La vieillesse terrifie, on la cache...

La vision de l'âge comme un atout primordial sur le chemin de la sagesse, 
devenue rare, s'est retranchée dans l'inconscient, 
et s'exprime dans les rêves de nos contemporains.
Ce couple âgé, là où Marthe et son mari hésitent, n'hésite pas un instant ! 
La vieille femme, toute mince, en maillot de bain et bonnet de piscine,
 plonge sans crainte aucune, et son mari l'encourage ! 
Ils n'ont peur ni l'un ni l'autre.

Je trouve cette image particulièrement intéressante et originale : 
par les temps qui courent, des personnes âgées peuvent incarner cette audace 
et cette connaissance des territoires inconnus de la psyché 
(comme le Gandalf du Seigneur des Anneaux), 
notamment sous les traits des chamanes contemporains, 
hommes ou femmes.
Mais généralement ces figures hors norme, originales, 
vont seules,
surtout si ce sont des femmes.
On peut leur reconnaître des connaissances magiques, 
mais en ce cas, tels les prêtres ou religieux catholiques, 
ils sont célibataires.

Ici, c'est d'un couple qu'il s'agit, 
et la rêveuse est encouragée à trouver un chemin inédit, 
une compréhension personnelle de sa voie, 
tant spirituelle que dans sa vie de couple.
Elle est invitée à écouter son coeur, 
en n'hésitant pas à prendre des risques ; 
elle est sur un véritable chemin d'individuation.

Tant de formes de vie et de formes d'amour sont encore à inventer !

Paradoxalement, faire appel aux racines anciennes de notre psyché
à une certaine tradition, ne gèle pas les formes en conservant le connu,
 mais remet en mouvement l'éternelle inventivité de la vie.
Une tradition bien comprise ne stoppe pas l'évolution 
par un esprit de conservatisme, 
mais tout au contraire renoue avec son potentiel de création.
.
Lily Jattiot
"Sagesse du Féminin"
(p 184 à 188)
.
.

3 commentaires:

  1. oui un très grand rêve certainement et une grande interprétation aussi ! ce rêve traduit la possible collaboration entre le masculin et le féminin, il l'encourage à aller vers l,inconnu, vers sa nature profonde.
    Ce rêve m,a rappelé un rêve important que j,ai fait il y a longtemps, certains éléments se ressemblent, notamment la fenêtre rectangulaire :"Les murs du sous-sol sont en béton, sauf un,
    en belles pierres sèches avec un trou rectangulaire,
    toujours ouvert, sans fenêtre, sur le gouffre." Dans mon rêve cette fenêtre était celle qui menait ailleurs vers un autre rêve.

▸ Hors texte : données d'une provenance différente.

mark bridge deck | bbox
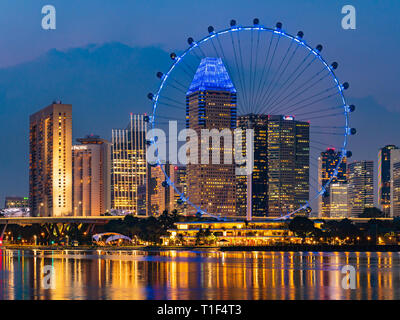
[0,216,124,224]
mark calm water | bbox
[0,250,400,299]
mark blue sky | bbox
[0,0,400,207]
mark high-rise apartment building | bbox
[329,182,348,218]
[386,148,400,217]
[148,164,187,216]
[318,148,347,218]
[186,57,236,216]
[378,145,398,216]
[268,115,310,216]
[347,161,374,217]
[29,102,72,217]
[236,114,268,217]
[111,114,148,214]
[72,135,111,216]
[4,197,29,209]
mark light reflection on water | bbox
[0,250,400,300]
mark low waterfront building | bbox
[4,197,29,209]
[163,220,301,246]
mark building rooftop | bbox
[186,57,236,95]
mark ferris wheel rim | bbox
[150,25,350,220]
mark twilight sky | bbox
[0,0,400,207]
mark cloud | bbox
[0,42,171,203]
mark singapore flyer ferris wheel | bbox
[148,19,356,219]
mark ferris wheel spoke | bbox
[269,51,311,112]
[148,24,355,218]
[227,33,247,114]
[296,105,343,117]
[310,138,337,151]
[276,73,337,109]
[260,39,294,112]
[271,68,330,114]
[284,92,337,113]
[236,32,250,111]
[256,34,281,113]
[262,46,299,109]
[253,32,275,113]
[250,28,260,111]
[299,112,343,121]
[169,83,186,94]
[211,37,244,116]
[191,47,202,61]
[267,56,320,114]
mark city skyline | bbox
[0,1,400,208]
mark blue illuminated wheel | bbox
[148,19,356,219]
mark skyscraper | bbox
[111,114,148,214]
[378,145,398,216]
[29,102,72,217]
[148,164,187,216]
[186,57,236,216]
[347,161,374,217]
[4,197,29,209]
[72,135,111,216]
[318,148,347,217]
[329,182,348,218]
[236,114,268,216]
[268,115,310,216]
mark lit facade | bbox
[236,114,268,217]
[347,161,374,217]
[318,148,347,218]
[4,197,29,209]
[111,114,148,215]
[29,102,72,217]
[329,183,348,218]
[378,145,398,216]
[186,58,236,216]
[163,220,301,246]
[72,136,111,216]
[268,115,310,216]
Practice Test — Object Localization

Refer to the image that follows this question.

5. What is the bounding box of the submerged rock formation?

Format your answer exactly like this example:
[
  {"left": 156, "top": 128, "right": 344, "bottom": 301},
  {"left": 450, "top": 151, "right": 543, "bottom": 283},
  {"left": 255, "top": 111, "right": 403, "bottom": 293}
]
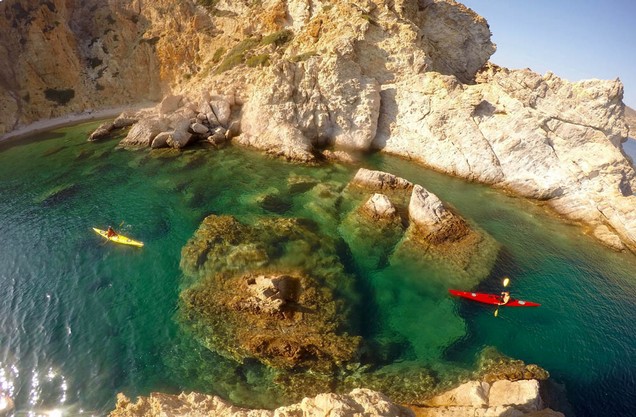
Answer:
[
  {"left": 181, "top": 215, "right": 360, "bottom": 373},
  {"left": 110, "top": 389, "right": 413, "bottom": 417},
  {"left": 110, "top": 380, "right": 563, "bottom": 417},
  {"left": 0, "top": 0, "right": 636, "bottom": 250},
  {"left": 341, "top": 168, "right": 499, "bottom": 288}
]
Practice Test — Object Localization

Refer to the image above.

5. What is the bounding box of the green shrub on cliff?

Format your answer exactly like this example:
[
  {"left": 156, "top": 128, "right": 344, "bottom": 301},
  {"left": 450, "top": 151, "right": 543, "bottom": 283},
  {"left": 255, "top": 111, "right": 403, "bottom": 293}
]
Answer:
[
  {"left": 215, "top": 37, "right": 260, "bottom": 74},
  {"left": 261, "top": 29, "right": 294, "bottom": 46}
]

    j'ai beaucoup aimé lire ce que tu as déposé ici sur la prospective du rêve .

    amitiés nicole

    RépondreSupprimer
  2. Merci Nicole...
    J'ai découvert cette auteure, Lily Jattiot, il y a un an environ, et j'aime bien sa façon de voir...

    Merci aussi de citer l"analogie avec un autre rêve...
    Ce sont sans doute ces "fenêtres", ces "ouvertures" qui nous montrent que notre psychisme n'est pas fermé sur lui-même mais "ouvert" sur tout le reste...et qui nous montrent aussi que les rêves ne sont pas fermés non plus, qu'ils "communiquent" entre eux...d'où l'intérêt de les partager et de les comparer...
    (si tu retrouves ton rêve ancien, je veux bien le lire... :-)

    Très amicalement.

    RépondreSupprimer
  3. Je me demande si je ne te l'ai pas déjà donné mais je vais te le faire parvenir bientôt.